Conversion rate. Marketers are used to hearing this term when it comes to content. But sales? Not so much. However, the concept of tracking how well a piece of sales content drives prospects from one stage of the buyer's journey to the next helps you identify which content you should be using to drive your sales process. If you use a content management and tracking solution that integrates with Salesforce CRM, it's easy to do some basic analysis to determine which content closed more deals (just compare content used in deals won/lost). If you want to go deeper, you can perform the same analysis and get highest converting content by each stage in the sales process.

Content ROI. How does your content impact metrics linked to your bottom line? You'll never know if you're not connecting content to your CRM, and slicing your data to reveal which content is used in the highest revenue generating deals.

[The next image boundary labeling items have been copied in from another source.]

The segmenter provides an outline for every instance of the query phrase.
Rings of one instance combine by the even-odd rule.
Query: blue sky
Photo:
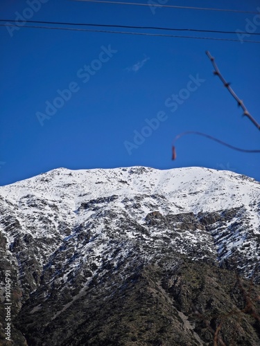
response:
[[[28,4],[33,0],[1,0],[1,19],[25,14],[33,21],[260,33],[260,19],[250,13],[35,1],[33,10]],[[164,3],[254,12],[259,6],[257,0]],[[249,26],[254,22],[254,28]],[[260,41],[253,35],[245,39]],[[178,140],[177,157],[171,161],[173,139],[185,131],[260,149],[259,131],[241,116],[205,55],[208,50],[216,57],[224,77],[260,122],[259,44],[6,26],[0,27],[0,185],[60,167],[132,165],[203,166],[260,181],[259,154],[234,152],[194,135]],[[178,96],[175,104],[173,95]]]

Revenue by account. If you're pursuing an account-based approach to sales and marketing, you can see how content performs winning specific account types. This will help you fortify your outreach with the right flow of sales content to prospects.

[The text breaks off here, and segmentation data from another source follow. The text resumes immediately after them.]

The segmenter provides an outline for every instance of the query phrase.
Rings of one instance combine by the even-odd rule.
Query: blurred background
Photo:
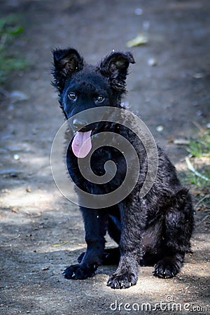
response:
[[[75,48],[92,64],[113,49],[132,52],[124,102],[175,163],[197,212],[196,253],[176,284],[150,279],[146,268],[139,286],[115,296],[130,301],[132,292],[158,302],[168,285],[177,301],[206,305],[209,38],[209,0],[1,0],[0,314],[112,314],[113,293],[104,284],[111,270],[83,281],[85,293],[79,281],[60,274],[85,245],[78,208],[61,195],[50,171],[52,143],[64,122],[50,85],[51,50],[58,47]]]

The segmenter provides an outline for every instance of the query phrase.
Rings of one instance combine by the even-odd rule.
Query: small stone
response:
[[[157,126],[156,130],[157,130],[158,132],[162,132],[163,130],[164,130],[164,127],[162,126],[161,125],[160,125],[160,126]]]
[[[150,58],[147,63],[150,66],[155,66],[158,64],[157,60],[155,58]]]
[[[202,72],[196,72],[193,74],[192,78],[202,78],[205,76],[204,74]]]
[[[18,155],[18,154],[14,154],[13,155],[14,160],[20,160],[20,156]]]
[[[143,10],[141,8],[136,8],[135,9],[135,15],[141,15],[143,13]]]
[[[12,99],[12,102],[15,103],[20,101],[27,101],[29,97],[23,92],[13,91],[10,93],[10,98]]]

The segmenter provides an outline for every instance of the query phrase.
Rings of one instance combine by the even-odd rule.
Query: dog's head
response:
[[[53,51],[52,85],[57,89],[61,108],[66,119],[89,108],[98,106],[120,106],[126,92],[126,76],[130,63],[134,64],[130,52],[113,52],[97,66],[87,64],[73,48]],[[79,158],[83,146],[84,156],[91,149],[90,135],[94,127],[88,118],[77,118],[71,124],[76,132],[72,149]],[[85,146],[84,143],[85,142]]]

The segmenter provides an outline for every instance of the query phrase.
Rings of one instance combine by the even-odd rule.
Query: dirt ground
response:
[[[113,290],[106,284],[115,266],[103,266],[93,278],[68,281],[62,273],[84,251],[83,225],[50,164],[64,122],[50,86],[50,50],[72,46],[95,63],[113,49],[127,50],[144,31],[147,44],[131,48],[136,64],[126,101],[181,170],[187,151],[172,139],[209,122],[209,1],[1,0],[0,17],[13,13],[25,32],[11,49],[31,67],[13,76],[8,93],[0,91],[1,315],[210,314],[209,211],[197,212],[194,253],[174,279],[142,267],[136,286]]]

Content usage. In most organizations, the marketing team creates the collateral for the sales process, using valuable time and resources to do so. Unless they're using a content management and tracking tool, once they hand it off to sales, it's typically unclear how or when that content is used by the sales team. And that's another huge blindspot. Marketing needs to know when and how content is being used by sales in order to figure out what to make (or not) next. Mixpanel's Head of Brand and Content, Amelia Salyers, probably said it best when she stated, "You can make all the content in the world, but if you've got a distribution problem with your sales team, it doesn't matter."

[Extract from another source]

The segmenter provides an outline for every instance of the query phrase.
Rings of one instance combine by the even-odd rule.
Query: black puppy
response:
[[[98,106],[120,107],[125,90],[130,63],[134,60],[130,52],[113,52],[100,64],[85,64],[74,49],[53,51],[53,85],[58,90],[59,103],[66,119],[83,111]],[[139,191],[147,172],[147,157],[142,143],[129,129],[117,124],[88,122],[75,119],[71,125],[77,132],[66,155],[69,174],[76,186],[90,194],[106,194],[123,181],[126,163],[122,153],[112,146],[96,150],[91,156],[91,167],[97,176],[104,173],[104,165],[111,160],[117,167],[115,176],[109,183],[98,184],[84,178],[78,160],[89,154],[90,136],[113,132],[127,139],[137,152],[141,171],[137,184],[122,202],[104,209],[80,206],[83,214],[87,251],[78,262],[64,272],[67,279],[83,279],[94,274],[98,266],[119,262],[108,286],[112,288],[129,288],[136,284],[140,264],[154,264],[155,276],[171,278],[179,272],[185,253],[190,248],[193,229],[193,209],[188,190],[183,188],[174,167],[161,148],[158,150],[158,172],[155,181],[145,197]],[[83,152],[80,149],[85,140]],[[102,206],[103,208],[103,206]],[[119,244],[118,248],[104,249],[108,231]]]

Owning the Optimization of the Sales Process

Everyone knows that high performing content is a marketer's best friend. But it's about time we acknowledge the pivotal role high performing content plays in the sales process, too. And that starts with tracking content as it relates to sales objectives specifically.

With DocSend, you’ll be able to share sales collateral with external business partners while getting real-time, actionable, feedback on document engagement, so you can be in full control of your business outcome. Say goodbye to email attachments once and for all, and click here to get started with a free trial of DocSend!

With the right long-term approach to leveraging sales content, sales teams can make sense of the increasingly non-linear buyer's journey, and build a highly efficient sales process.